Von Gustav Adolf Henning

Mit der Horrorvision einer in toter Landschaft dahinsiechenden Kleinstadt hatte die amerikanische Biologin Dr. Rachel Carson vor rund zehn Jahren als erste davor gewarnt, daß die Menschheit ihr eigenes Nest bedenkenlos mit Insekten- und Unkrauttötern vergiftet. Den Titel ihres Buches „Der stumme Frühling“ prägte sie nach einer ihrer Zukunftsszenen, in der die Pestizidaussaat ohrenfällig geworden war, denn „Es war ein Frühling ohne Stimmen. Einst hatte in der frühen Morgendämmerung die Luft wiedergehallt vom Chor der Vögel, jetzt hört man keinen Laut mehr; Schweigen lag über Feldern, Sumpf und Wald.“

Den Einzug eines leisen Frühlings im Sinne der Rachel Carson glaubt jetzt der Zoologe Dr. Peter Berthold von der Vogelwarte Radolfzell (angeschlossen an das Max-Planck-Institut für Verhaltensphysiologie) auf der Spur zu sein. Er konnte bei 26 europäischen Singvogelarten einen zum Teil drastischen Rückgang nachweisen.

Auf der Mettnau-Halbinsel im Bodensee wurden inmitten eines Naturschutzgebiets in den Jahren 1968 bis 1970 unter konstanten Bedingungen auf dem Herbstzug befindliche Kleinvögel gefangen und mit Ringen markiert wieder freigelassen. Die Analyse der Fangzahlen ergab, wie Berthold schreibt, „etwas Erschreckendes“: 14 Vogelarten hatten in diesen drei Jahren um mehr als 50 Prozent abgenommen, vier Arten sogar um mehr als 66 Prozent.

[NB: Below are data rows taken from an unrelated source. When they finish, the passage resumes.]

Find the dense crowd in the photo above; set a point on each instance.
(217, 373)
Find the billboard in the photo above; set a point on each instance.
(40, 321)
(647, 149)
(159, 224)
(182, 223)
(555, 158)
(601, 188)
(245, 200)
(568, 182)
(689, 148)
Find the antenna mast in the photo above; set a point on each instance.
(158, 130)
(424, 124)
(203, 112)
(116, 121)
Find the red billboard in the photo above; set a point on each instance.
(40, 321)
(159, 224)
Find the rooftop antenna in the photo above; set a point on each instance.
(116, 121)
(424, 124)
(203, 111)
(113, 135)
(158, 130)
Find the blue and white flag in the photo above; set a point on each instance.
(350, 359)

Bei diesen Vögeln handelt es sich fast ausschließlich um nachts wandernde Zugvögel, von denen bekannt ist, daß sie einem inneren, angeborenen Zugzeitprogramm folgen. Eine plötzliche Verhaltensänderung ist auszuschließen. Vielmehr ist die Häufigkeit, mit der diese Vögel auf einem Rastplatz einfallen, direkt proportional ihrer Häufigkeit im Heimatland. Die abnehmenden Fangzahlen lassen also auf eine Bestandsabnahme schließen. Über das Seltenerwerden der gleichen Arten gingen dem Forscher bei einer Umfrage aus anderen Bundesländern und dem europäischen Ausland gleichlautende Meldungen zu.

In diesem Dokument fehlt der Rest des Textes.